While Abrahams’s son fell into drug-fuelled hysteria in Manenberg, Lauren Poole* (54) was watching other boys do the same in another gang area on the Cape Flats.

“The boys that grew up with you, that came into your house, they’re now the macho men. They’re now the guys high on drugs and shooting the other gangs,” she says.

Poole has been a single mother for 20 years. In her street there are at least two houses filled with gangsters, but she has no one to help her protect her children.
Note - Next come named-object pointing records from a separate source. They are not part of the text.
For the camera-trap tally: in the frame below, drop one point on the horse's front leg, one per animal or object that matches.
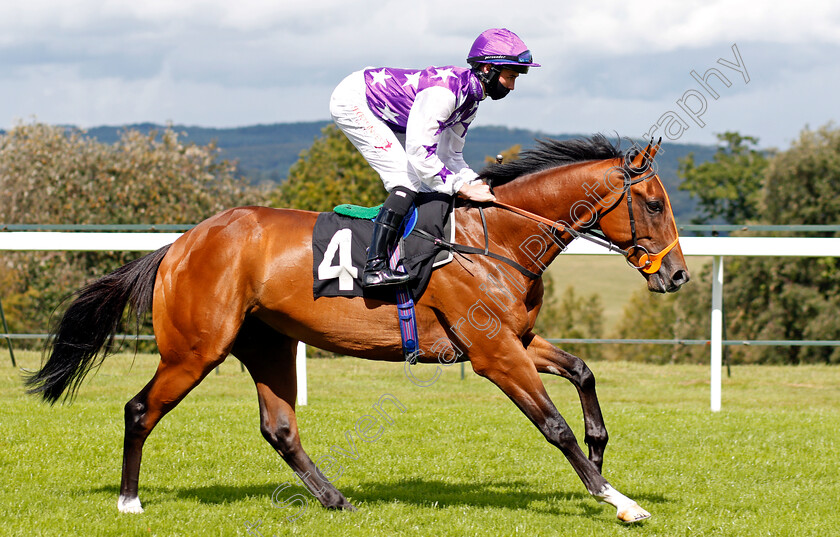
(509, 367)
(549, 359)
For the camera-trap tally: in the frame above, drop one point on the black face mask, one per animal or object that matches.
(495, 90)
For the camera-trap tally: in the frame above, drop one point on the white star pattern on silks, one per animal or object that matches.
(444, 74)
(387, 113)
(412, 80)
(379, 77)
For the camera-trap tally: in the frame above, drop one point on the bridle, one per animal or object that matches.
(648, 263)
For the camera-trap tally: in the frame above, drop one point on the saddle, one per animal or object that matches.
(340, 240)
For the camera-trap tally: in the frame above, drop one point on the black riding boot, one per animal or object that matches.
(386, 229)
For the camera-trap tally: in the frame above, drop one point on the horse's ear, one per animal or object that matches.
(640, 158)
(655, 148)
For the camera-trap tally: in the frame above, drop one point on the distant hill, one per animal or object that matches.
(266, 152)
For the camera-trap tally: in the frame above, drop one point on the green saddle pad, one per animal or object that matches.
(357, 211)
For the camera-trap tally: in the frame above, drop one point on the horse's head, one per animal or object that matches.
(585, 184)
(641, 222)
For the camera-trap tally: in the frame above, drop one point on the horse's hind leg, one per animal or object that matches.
(270, 358)
(549, 359)
(173, 380)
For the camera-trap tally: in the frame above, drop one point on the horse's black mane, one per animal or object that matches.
(551, 154)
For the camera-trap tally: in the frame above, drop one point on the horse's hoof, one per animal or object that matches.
(632, 513)
(129, 505)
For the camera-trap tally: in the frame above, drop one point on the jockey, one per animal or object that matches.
(410, 126)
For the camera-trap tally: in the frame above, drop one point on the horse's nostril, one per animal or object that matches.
(680, 277)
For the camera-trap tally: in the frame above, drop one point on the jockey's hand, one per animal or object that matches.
(479, 192)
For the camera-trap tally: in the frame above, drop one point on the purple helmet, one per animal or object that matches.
(500, 46)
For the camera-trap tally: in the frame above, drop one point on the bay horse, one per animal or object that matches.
(241, 283)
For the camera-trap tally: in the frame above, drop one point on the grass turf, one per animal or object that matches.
(461, 460)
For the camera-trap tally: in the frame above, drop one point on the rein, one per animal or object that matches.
(649, 263)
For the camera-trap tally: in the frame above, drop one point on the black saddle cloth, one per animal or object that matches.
(339, 251)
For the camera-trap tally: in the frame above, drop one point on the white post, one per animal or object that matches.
(717, 330)
(300, 366)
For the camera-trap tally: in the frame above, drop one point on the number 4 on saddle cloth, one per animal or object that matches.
(340, 241)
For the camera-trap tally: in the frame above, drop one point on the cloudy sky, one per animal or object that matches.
(615, 66)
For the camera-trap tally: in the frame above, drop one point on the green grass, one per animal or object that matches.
(461, 460)
(610, 277)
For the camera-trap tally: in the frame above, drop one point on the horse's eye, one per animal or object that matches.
(655, 206)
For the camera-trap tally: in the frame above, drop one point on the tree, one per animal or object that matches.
(50, 175)
(329, 173)
(792, 298)
(729, 186)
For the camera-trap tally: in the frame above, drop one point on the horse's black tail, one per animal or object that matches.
(84, 335)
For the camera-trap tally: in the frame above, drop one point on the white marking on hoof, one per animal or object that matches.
(627, 510)
(632, 514)
(129, 505)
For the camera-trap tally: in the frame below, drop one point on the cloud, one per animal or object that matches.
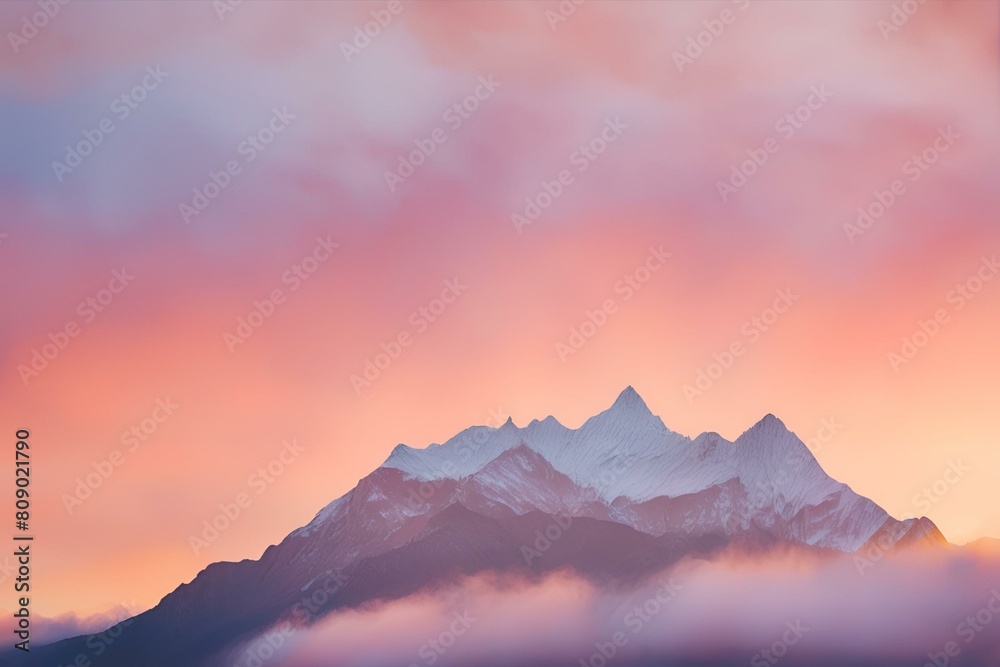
(897, 609)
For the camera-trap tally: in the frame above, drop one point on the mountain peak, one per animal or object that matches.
(630, 399)
(770, 425)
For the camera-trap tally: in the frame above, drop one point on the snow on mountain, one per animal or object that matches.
(624, 464)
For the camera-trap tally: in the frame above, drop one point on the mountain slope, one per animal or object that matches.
(623, 494)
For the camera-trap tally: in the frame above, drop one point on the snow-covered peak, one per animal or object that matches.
(630, 400)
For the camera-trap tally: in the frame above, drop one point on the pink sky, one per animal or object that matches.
(891, 94)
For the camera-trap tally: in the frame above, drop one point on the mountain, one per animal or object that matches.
(618, 498)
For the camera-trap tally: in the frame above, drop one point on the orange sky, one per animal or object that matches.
(495, 347)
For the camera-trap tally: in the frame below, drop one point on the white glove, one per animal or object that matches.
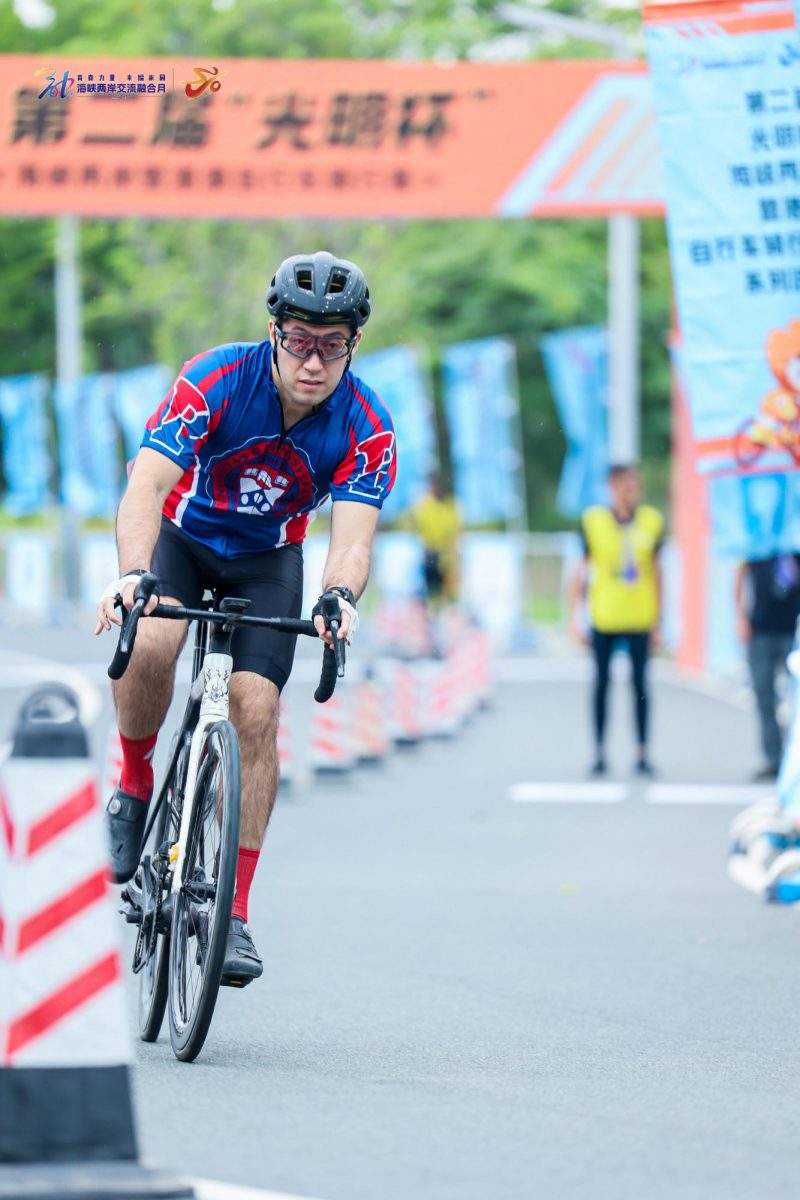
(346, 606)
(115, 588)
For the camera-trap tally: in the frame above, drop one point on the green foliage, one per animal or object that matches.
(164, 291)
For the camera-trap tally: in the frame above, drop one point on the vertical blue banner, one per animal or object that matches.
(88, 451)
(398, 378)
(755, 516)
(25, 451)
(728, 109)
(576, 363)
(482, 411)
(136, 395)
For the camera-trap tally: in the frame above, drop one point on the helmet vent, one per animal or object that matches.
(337, 282)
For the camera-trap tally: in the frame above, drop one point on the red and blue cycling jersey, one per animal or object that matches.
(248, 485)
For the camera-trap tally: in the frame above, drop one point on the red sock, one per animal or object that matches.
(137, 766)
(246, 867)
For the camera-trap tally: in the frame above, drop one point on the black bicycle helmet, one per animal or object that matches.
(319, 288)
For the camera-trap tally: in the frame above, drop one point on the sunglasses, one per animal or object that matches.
(328, 346)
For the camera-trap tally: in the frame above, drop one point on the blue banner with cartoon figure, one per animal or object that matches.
(482, 411)
(755, 516)
(576, 361)
(88, 451)
(727, 97)
(25, 451)
(397, 376)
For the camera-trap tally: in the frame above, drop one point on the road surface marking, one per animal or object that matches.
(707, 793)
(567, 793)
(214, 1189)
(582, 792)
When violence erupts, gang members warn her to stay indoors, limiting her movement.

“When the gang violence comes in your road that is when you think: ‘My life is actually in danger here.’ Many times I’ve felt that, but I have a right to live in this country; this is my freedom – I’ve a right to walk in the road,” Poole says.
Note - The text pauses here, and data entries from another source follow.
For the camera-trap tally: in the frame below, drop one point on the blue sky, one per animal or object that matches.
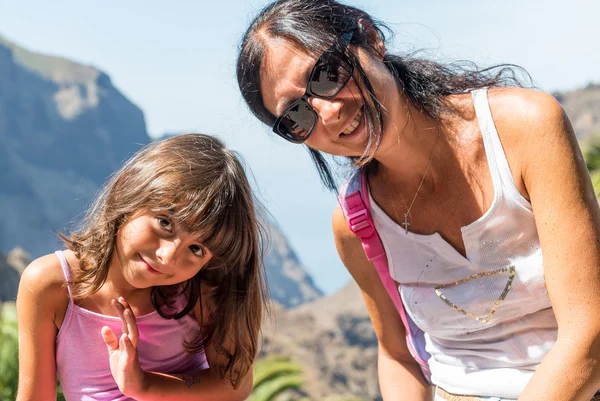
(176, 60)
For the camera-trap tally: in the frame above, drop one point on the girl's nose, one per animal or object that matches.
(329, 110)
(167, 251)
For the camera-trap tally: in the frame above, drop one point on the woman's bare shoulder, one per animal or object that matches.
(521, 109)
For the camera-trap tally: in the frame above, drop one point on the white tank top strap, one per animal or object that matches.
(66, 271)
(498, 164)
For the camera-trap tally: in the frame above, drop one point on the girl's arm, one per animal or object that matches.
(568, 222)
(400, 376)
(40, 292)
(149, 386)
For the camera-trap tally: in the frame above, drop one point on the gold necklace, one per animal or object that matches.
(406, 223)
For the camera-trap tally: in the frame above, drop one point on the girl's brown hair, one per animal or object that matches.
(204, 189)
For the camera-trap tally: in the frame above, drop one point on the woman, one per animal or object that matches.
(471, 179)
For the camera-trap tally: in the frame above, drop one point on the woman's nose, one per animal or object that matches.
(329, 110)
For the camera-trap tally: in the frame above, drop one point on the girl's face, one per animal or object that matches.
(341, 127)
(151, 251)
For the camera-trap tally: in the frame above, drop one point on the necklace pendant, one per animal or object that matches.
(406, 223)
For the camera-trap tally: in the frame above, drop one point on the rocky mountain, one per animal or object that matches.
(11, 267)
(583, 108)
(333, 340)
(64, 128)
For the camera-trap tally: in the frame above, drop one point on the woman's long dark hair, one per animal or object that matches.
(314, 25)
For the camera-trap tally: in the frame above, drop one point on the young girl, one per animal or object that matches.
(161, 291)
(479, 195)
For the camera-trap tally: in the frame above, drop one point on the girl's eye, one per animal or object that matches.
(164, 223)
(197, 250)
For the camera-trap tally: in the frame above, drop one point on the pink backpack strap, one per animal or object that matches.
(354, 200)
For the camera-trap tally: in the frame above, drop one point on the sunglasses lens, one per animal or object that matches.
(296, 123)
(330, 75)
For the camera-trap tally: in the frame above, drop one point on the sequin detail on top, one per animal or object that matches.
(486, 314)
(488, 318)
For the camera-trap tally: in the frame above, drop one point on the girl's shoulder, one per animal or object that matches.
(44, 279)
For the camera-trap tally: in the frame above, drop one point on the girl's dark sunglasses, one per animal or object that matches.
(330, 74)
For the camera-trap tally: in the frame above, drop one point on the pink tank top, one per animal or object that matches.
(82, 358)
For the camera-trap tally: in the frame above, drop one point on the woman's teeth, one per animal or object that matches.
(350, 129)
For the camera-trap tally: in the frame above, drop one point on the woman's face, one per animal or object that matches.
(341, 127)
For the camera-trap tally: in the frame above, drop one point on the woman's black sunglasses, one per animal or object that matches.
(330, 74)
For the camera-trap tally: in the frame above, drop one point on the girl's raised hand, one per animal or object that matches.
(122, 353)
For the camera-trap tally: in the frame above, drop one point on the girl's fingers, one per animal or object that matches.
(131, 326)
(116, 305)
(129, 316)
(110, 339)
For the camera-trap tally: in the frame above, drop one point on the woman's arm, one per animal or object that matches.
(40, 292)
(400, 376)
(568, 223)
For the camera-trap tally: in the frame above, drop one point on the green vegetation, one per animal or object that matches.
(591, 155)
(9, 357)
(9, 354)
(274, 375)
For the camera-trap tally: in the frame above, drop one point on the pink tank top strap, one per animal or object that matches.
(66, 271)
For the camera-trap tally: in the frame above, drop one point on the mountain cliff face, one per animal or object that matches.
(333, 340)
(583, 108)
(64, 128)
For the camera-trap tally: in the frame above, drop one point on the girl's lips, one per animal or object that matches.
(149, 268)
(359, 128)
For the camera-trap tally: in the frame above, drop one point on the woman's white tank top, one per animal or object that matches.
(487, 316)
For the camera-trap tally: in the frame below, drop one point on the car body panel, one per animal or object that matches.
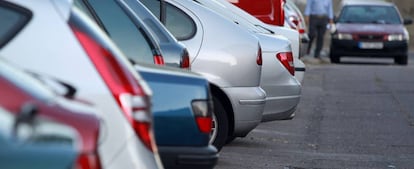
(292, 35)
(172, 50)
(277, 82)
(232, 52)
(180, 142)
(68, 61)
(32, 153)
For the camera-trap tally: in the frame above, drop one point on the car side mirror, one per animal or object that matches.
(408, 21)
(26, 115)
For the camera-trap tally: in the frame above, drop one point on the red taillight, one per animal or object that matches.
(286, 58)
(293, 22)
(158, 60)
(124, 87)
(88, 161)
(185, 63)
(202, 112)
(259, 59)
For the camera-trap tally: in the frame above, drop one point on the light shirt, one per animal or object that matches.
(319, 7)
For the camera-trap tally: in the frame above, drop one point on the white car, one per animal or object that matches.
(53, 38)
(228, 56)
(292, 35)
(282, 88)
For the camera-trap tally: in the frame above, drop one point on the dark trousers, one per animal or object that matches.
(317, 28)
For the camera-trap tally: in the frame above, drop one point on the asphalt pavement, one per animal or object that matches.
(356, 115)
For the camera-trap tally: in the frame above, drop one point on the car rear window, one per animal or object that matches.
(12, 19)
(370, 14)
(176, 21)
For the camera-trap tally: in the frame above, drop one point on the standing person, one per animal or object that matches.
(318, 13)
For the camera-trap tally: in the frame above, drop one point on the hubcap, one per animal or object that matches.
(214, 126)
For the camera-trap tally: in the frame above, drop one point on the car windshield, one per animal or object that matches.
(369, 14)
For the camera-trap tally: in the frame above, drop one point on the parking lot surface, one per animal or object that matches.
(359, 114)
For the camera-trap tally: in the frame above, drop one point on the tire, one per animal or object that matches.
(401, 60)
(220, 129)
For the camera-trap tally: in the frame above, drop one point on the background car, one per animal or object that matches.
(56, 39)
(228, 56)
(370, 29)
(292, 35)
(294, 18)
(277, 78)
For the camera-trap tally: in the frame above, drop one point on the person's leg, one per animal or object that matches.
(311, 33)
(320, 31)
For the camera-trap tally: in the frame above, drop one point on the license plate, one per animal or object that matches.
(371, 45)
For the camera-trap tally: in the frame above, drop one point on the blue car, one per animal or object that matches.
(182, 108)
(182, 104)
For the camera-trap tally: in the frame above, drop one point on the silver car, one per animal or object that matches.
(282, 89)
(52, 37)
(292, 35)
(228, 56)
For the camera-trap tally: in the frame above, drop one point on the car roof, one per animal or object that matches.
(367, 2)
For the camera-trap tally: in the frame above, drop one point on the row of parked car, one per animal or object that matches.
(138, 83)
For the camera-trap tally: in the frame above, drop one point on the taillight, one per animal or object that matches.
(88, 161)
(124, 87)
(202, 112)
(259, 59)
(286, 58)
(158, 60)
(293, 22)
(185, 63)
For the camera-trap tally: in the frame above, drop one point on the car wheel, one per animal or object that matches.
(220, 128)
(401, 60)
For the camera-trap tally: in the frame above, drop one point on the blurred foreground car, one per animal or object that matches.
(370, 29)
(277, 78)
(75, 50)
(182, 125)
(36, 142)
(19, 88)
(228, 56)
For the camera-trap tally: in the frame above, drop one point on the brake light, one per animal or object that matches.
(124, 87)
(202, 112)
(259, 59)
(286, 58)
(185, 63)
(158, 60)
(293, 22)
(88, 161)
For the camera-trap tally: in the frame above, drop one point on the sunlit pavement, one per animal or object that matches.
(359, 114)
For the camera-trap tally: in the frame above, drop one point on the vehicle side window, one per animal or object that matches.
(12, 20)
(130, 38)
(370, 14)
(177, 21)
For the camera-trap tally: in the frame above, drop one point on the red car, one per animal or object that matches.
(370, 29)
(268, 11)
(19, 88)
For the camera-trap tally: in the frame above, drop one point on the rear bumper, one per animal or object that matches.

She has been active in her area, helping women and children. One of the biggest problems she has noticed is the onus on women to protect their families.

“I don’t see any adult men stand up and say: ‘No, what you’re doing is wrong.’ What I observe is that it’s only women who come to support groups because they are worried about their children,” Poole says. “It’s the women who go out to make sure their kids get home from school.”


The Saartjie Baartman centre offers a safe haven for abused women and children in the area.

There is gang and domestic violence and, in both instances, women are left on the front line to protect themselves. In domestic violence disputes, women are responsible for applying for protection orders to put distance between themselves and the perpetrator. In gang areas, women like Poole run workshops to equip women with the ability to protect themselves and their families.

But cases of gender-based violence are still woefully under-reported, and just 3% of perpetrators are convicted. Lieutenant Ian Bennett from Manenberg police station says communication is key.

“We need to talk more often. When something goes wrong first, people need to start talking about it,” Bennett says. “You’ll find that people just want to march when somebody’s died, somebody’s been raped. We wore the sweater, we’ve done the slogan. It’s time that we need to start talking openly.”

Bennett says gangsters often buy residents’ silence by, for example, footing their electricity bills. “Now the gangs want back, and wanting back is when the abuse starts to happen and nobody will be able to speak up against that.”

But there are some who are courageously confronting gangsterism. Leisl Hendricks* (48) lives just outside Lavender Hill, which has been troubled by shootings over the past two weeks. The domestic violence she endured from her husband has motivated her to help other women and children.

“I see things every day. Do you know how traumatised we are? I’ve been abused, and I decided it’s about time I did something about it. I’ve learned that men can’t treat you the way they want to. You have a right as a human being,” Hendricks says.


Nonprofit Mosaic in Wynberg works to root out gender-based violence.

She organises programmes and workshops to build women’s and children’s self-confidence. But people often turn back to drugs and abusive relationships because of the limited opportunities where they live, Hendricks says.

Her sentiment is echoed by people at the Women’s Legal Centre, a nonprofit institution that focuses on gender equality. Sanja Bornman, an attorney who manages the centre’s violence against women programme, says although South Africa has strong laws and policies against gender-based violence, there is still “a true lack of political will and sufficient resourcing” to help women living in violent, poverty-stricken places.

Abrahams’s stress is already mounting. She has a safe place at the Saartjie Baartman centre until April next year, but then she will have to return home.

Her eldest son is homeless, sleeping in the same street where she lives. She wants a rehab centre to take him in, but nobody has yet been able to help her.

“Before he used drugs, he was good in school. I adored my son,” Abrahams says. “I don’t want to live my life like this forever. I want to be free from abuse.”

* Names have been changed to protect identities.